I'm 37, and am usually a calm, organised and level headed person. I don't get upset easily and don't get stressed or worked up easily. That has all changed now, I'm suddenly feeling like I can't cope and am overthinking everything.
It started after I made a mistake at work earlier in the year with massively knocked my confidence, and I have been on a downward spiral ever since. I'm struggling with infertility (trying for baby 2 for 18 months) and am reaching my 'deadline' of the end of the year. Things haven't been great at work, redundancies have been made and there is a lot of change/uncertainty at the moment. I lost my Grandma who I was extremely close with 18 months ago but am suddenly struggling with that again. I found out my Auntie who I'm close with is unwell yesterday, usually I would deal with news like that practically but I feel panicked by it and have been overthinking ever since.

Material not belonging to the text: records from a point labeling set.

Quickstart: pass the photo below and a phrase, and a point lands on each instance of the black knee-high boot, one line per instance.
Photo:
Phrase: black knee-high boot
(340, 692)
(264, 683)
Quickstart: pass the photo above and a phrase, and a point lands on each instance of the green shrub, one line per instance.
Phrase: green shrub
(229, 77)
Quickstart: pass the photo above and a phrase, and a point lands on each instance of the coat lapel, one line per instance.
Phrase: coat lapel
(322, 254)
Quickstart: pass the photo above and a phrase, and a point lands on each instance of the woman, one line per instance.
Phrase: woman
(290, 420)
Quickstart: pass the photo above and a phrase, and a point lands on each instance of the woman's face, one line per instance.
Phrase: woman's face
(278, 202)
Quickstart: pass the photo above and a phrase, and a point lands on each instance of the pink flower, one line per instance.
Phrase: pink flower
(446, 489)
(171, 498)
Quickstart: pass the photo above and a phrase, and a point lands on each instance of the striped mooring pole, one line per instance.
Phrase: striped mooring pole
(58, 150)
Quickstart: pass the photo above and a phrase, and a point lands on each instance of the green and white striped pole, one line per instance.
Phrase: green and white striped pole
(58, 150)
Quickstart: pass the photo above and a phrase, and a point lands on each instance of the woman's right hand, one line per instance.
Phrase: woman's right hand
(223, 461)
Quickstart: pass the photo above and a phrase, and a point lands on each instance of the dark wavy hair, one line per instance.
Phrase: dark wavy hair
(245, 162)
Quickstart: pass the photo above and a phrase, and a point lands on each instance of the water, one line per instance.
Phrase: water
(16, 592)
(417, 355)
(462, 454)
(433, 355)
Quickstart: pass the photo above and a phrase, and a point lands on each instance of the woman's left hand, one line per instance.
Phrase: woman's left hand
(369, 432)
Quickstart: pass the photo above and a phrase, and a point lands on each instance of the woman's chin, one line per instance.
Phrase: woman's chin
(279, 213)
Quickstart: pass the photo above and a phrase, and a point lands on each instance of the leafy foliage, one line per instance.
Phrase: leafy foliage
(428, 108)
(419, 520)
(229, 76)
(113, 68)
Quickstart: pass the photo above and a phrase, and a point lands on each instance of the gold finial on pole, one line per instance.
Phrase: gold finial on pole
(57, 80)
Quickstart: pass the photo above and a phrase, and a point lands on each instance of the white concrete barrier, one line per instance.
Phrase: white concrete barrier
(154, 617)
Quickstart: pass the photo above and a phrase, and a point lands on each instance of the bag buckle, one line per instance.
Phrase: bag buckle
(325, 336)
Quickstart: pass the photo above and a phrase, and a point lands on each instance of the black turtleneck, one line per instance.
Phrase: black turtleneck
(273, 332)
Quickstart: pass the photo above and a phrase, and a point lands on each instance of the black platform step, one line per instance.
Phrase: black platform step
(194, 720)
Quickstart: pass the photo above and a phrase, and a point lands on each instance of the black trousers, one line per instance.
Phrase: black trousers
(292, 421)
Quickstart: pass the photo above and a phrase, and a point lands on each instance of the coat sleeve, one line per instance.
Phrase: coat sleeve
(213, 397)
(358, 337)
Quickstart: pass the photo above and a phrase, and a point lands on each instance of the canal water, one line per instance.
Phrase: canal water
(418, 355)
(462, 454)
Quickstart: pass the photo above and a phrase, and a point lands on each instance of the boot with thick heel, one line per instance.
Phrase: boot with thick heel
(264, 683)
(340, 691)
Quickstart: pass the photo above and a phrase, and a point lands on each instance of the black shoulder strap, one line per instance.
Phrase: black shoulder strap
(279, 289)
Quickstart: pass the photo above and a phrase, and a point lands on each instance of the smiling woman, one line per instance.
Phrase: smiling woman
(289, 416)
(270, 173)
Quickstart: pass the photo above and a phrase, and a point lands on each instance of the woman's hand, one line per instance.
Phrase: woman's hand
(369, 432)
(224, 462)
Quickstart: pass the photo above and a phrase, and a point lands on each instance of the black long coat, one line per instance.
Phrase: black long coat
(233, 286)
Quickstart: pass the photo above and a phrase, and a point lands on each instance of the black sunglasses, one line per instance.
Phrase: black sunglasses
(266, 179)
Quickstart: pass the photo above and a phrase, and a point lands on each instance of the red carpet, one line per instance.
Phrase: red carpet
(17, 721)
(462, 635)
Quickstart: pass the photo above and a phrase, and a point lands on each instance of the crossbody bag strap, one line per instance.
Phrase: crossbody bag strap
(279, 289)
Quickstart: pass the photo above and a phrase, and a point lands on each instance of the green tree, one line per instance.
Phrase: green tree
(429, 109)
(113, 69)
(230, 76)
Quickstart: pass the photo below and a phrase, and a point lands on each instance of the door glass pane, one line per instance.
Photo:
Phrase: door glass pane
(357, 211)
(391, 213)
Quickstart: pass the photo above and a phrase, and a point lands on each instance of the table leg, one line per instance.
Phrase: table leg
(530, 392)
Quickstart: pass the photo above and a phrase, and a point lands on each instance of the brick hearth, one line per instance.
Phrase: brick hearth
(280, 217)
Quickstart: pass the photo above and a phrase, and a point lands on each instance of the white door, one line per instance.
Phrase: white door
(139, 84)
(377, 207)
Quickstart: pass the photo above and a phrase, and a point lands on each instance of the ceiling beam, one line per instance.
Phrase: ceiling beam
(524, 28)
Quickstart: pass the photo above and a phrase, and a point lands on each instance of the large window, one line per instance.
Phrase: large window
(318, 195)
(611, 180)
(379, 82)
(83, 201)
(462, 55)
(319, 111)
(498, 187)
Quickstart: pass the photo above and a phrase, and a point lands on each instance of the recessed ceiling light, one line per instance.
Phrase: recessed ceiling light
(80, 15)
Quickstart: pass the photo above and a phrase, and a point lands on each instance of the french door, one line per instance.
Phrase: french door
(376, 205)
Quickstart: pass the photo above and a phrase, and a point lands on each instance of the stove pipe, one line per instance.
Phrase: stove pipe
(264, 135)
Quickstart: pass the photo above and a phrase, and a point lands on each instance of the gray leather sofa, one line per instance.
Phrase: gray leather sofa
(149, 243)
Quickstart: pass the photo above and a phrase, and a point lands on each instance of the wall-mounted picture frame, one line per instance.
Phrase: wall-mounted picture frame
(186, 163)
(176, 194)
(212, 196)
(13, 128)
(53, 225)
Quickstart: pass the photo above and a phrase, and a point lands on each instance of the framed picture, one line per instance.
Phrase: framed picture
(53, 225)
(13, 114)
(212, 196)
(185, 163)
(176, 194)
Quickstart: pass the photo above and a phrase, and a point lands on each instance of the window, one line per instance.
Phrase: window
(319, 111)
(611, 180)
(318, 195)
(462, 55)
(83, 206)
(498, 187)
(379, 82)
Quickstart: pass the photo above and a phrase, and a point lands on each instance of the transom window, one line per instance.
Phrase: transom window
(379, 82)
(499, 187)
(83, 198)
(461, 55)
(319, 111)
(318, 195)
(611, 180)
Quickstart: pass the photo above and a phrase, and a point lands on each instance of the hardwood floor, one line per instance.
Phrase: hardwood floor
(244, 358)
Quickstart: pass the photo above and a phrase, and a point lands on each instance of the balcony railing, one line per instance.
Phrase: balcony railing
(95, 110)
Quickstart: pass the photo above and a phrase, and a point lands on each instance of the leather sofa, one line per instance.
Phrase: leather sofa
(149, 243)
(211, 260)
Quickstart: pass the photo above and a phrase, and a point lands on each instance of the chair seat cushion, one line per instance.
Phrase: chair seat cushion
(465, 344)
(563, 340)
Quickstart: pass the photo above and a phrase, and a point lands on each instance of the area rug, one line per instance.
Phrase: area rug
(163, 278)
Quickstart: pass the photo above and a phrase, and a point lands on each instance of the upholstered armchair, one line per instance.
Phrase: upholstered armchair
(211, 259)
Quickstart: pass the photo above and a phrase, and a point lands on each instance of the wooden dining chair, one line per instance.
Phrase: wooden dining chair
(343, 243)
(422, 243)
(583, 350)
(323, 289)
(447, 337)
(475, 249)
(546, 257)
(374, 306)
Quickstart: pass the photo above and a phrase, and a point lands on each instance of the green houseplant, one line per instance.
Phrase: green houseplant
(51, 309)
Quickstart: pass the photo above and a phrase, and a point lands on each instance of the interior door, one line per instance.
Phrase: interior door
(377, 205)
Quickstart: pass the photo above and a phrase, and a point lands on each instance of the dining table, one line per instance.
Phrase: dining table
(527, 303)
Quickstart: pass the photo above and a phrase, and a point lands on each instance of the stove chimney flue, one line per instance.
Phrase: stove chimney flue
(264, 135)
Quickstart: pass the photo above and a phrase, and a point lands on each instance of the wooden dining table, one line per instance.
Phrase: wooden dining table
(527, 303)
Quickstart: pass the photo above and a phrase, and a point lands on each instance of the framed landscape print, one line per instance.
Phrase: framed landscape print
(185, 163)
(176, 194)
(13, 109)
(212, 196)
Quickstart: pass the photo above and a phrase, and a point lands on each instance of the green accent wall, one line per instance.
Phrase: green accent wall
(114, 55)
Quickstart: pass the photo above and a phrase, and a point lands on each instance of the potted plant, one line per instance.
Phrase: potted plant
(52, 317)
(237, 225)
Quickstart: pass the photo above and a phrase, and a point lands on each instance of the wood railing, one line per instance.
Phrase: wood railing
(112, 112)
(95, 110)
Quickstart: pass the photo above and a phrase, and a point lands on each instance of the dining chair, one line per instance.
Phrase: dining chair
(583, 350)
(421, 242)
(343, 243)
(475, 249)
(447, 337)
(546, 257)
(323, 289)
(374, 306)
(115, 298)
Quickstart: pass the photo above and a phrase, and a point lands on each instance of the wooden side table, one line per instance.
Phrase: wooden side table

I just have no confidence in myself, don't trust myself with anything and feel like even the smallest things, like someone not replying to a message, are really affecting me. I also keep forgetting things, losing things etc and am now worrying about that too. It's like I'm a different person.
I'm not sure what I want from this thread, I'm just not familiar with this feeling and am worried this is who I am now. Has anyone been through similar, is there anything I can do to fix it or stop it spiraling any further out of control?